Tapi, pertanyaan selanjutnya, apakah frontliner kita dapat ”mandat” dari pimpinannya untuk melakukan itu? Dalam suatu organisasi yang terlalu ”top down”, ketika pimpinan selalu dominan dan menutup kreativitas frontliner, biasanya mereka tidak berani melakukan tindakan-tindakan di luar SOP. Mereka nunggu instruksi.

Padahal, waktu situasi chaotic, belum tentu pimpinan ada di lapangan. Susahnya kalau pimpinan malah melarikan diri. Konon, ada cerita, saat ada customer marah-marah, kepala cabang malah masuk ke dalam kantor dan menutup pintu rapat-rapat. Dia minta stafnya di bagian customer service yang melayani.

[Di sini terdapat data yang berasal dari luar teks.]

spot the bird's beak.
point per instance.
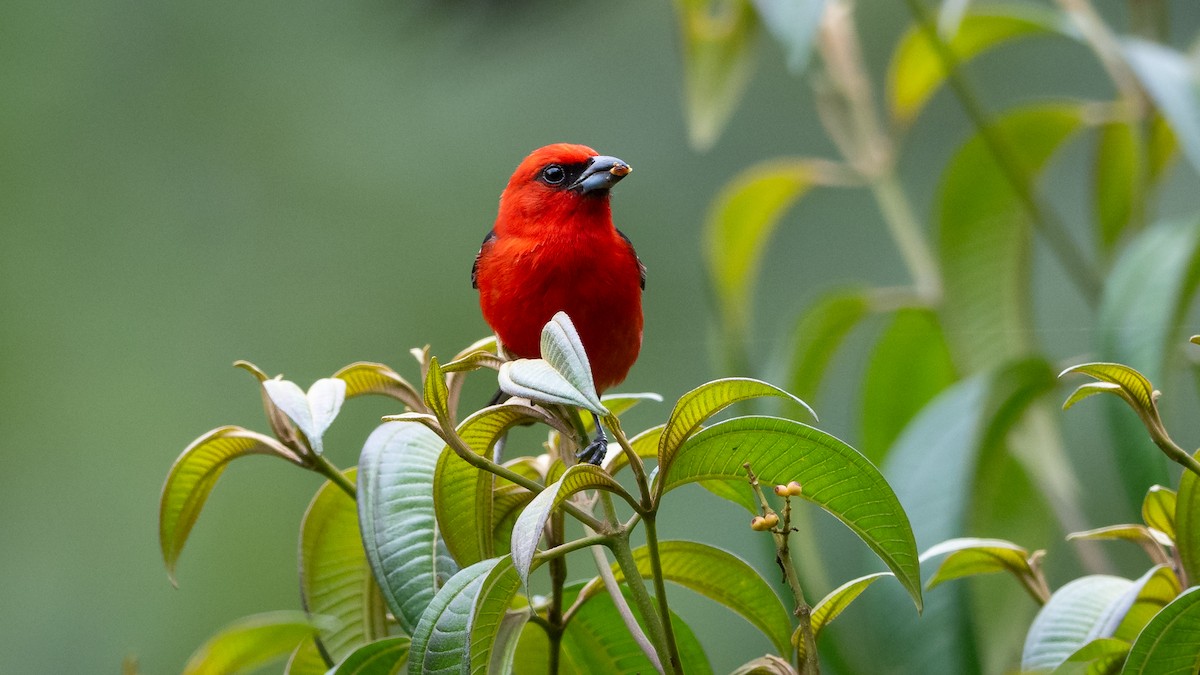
(603, 173)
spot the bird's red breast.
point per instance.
(555, 249)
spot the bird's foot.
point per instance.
(595, 451)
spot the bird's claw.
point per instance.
(595, 452)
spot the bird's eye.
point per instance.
(553, 174)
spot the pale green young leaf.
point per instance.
(1066, 623)
(363, 378)
(834, 476)
(916, 71)
(1173, 81)
(910, 365)
(718, 41)
(985, 237)
(335, 577)
(528, 529)
(737, 228)
(383, 657)
(795, 24)
(820, 333)
(1168, 644)
(396, 517)
(251, 643)
(1158, 509)
(193, 476)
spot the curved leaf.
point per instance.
(441, 643)
(916, 71)
(702, 402)
(737, 228)
(910, 364)
(1067, 621)
(335, 578)
(396, 518)
(819, 334)
(1169, 641)
(251, 643)
(718, 58)
(834, 476)
(718, 575)
(985, 236)
(364, 377)
(383, 657)
(1173, 81)
(193, 476)
(528, 529)
(462, 493)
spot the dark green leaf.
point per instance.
(985, 237)
(251, 643)
(1169, 641)
(834, 476)
(335, 578)
(396, 515)
(193, 476)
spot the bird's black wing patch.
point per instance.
(474, 268)
(641, 266)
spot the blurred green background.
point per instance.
(304, 185)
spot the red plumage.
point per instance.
(555, 249)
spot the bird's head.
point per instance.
(561, 184)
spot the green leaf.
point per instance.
(1134, 387)
(971, 556)
(251, 643)
(462, 494)
(364, 377)
(1173, 81)
(795, 24)
(335, 578)
(1144, 599)
(1145, 299)
(737, 228)
(529, 525)
(442, 640)
(820, 333)
(910, 365)
(834, 476)
(193, 476)
(396, 517)
(1169, 641)
(718, 575)
(383, 657)
(987, 239)
(702, 402)
(598, 641)
(1066, 623)
(916, 71)
(1187, 524)
(718, 41)
(833, 604)
(1102, 656)
(1119, 181)
(1158, 509)
(313, 411)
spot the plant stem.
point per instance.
(654, 623)
(907, 234)
(327, 469)
(1081, 273)
(660, 587)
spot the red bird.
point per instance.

Ketika staf itu akhirnya bisa menyelesaikan masalah si customer, iseng-iseng dia bertanya kepada bosnya mengapa dia lari. Bosnya dengan enteng menjawab, ”Dulu saya pernah melakukannya. Sekarang saya kan Kacab. Itu memang tugasmu!!!”

Padahal, dalam situasi genting seperti itu, bos harus turun tangan sendiri. Dia harus bisa membuat customer yang marah jadi tersenyum kembali. Sekalian memberi contoh di lapangan bagaimana cara menerapkan konsep CS yang sesungguhnya. Kan jenderal yang turun sendiri di medan perang selalu dihormati anak buahnya.

The MarkPlus Festival, 10 Juli, dirancang bukan hanya untuk orang yang bertugas membuat strategi dari perusahaan besar tok. Service juga bagian dari marketing. Perusahaan besar, menengah, maupun kecil, semua perlu marketing. Bahkan, yang kecil -kalaupun belum punya PDB (positioning, differentiation, dan branding) yang solid- bisa memulainya dengan memberikan service luar biasa daripada sekadar banting harga dan kasih diskon.

Service tidak mahal kok, asal tahu caranya.

Kunci service, sekali lagi, cuma satu.

People.

We make people, before we make product.